Given Data / Assumptions:
- Supposed product written by the teacher: 556781.
- The digits 6 and 7 in this written answer are wrong.
- The other digits (5, 5, 8, 1) are correct and in the correct positions.
- The true product must be a multiple of 987.
Concept / Approach: We know:
- Only two digits are incorrect in the written product.
- Any correct answer must match 556781 in all other digit positions.
- The correct product must be divisible by 987.
Step-by-Step Solution: Step 1: Compare options digit by digit. Original incorrect product: 5 5 6 7 8 1. We look for an option that keeps positions 1, 2, 5, and 6 (5, 5, 8, 1) the same and changes only the middle digits.
- 553681: 5 5 3 6 8 1 (two middle digits differ, but we must also check divisibility).
- 555181: 5 5 5 1 8 1 (two middle digits differ).
- 556581: 5 5 6 5 8 1 (only one of the wrong digits changed).
- 555681: 5 5 5 6 8 1 (two middle digits changed from 6,7 to 5,6).
- 557681: 5 5 7 6 8 1 (again two middle digits changed).
Verification / Alternative Check: Compute: 555681 / 987 = 563. So the teacher was really multiplying 987 by 563. Then recompute: 987 * 563 = 555681, which matches option 555681 exactly.

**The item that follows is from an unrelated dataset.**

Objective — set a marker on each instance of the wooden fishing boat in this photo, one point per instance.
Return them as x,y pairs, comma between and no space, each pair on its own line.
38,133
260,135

Why Other Options Are Wrong: Although some options adjust two digits, they fail the divisibility test by 987 and therefore cannot be correct products of 987 and an integer. Others may implicitly change digits that were supposed to be correct. Only 555681 both respects which digits are wrong and satisfies the multiplication condition.
Common Pitfalls: Students sometimes ignore the requirement that the result must be a multiple of 987 or misinterpret which digits are incorrect. Always enforce both conditions: the digit pattern and the exact divisibility by the known multiplier.
Final Answer: The correct product of 987 and the whole number is 555681.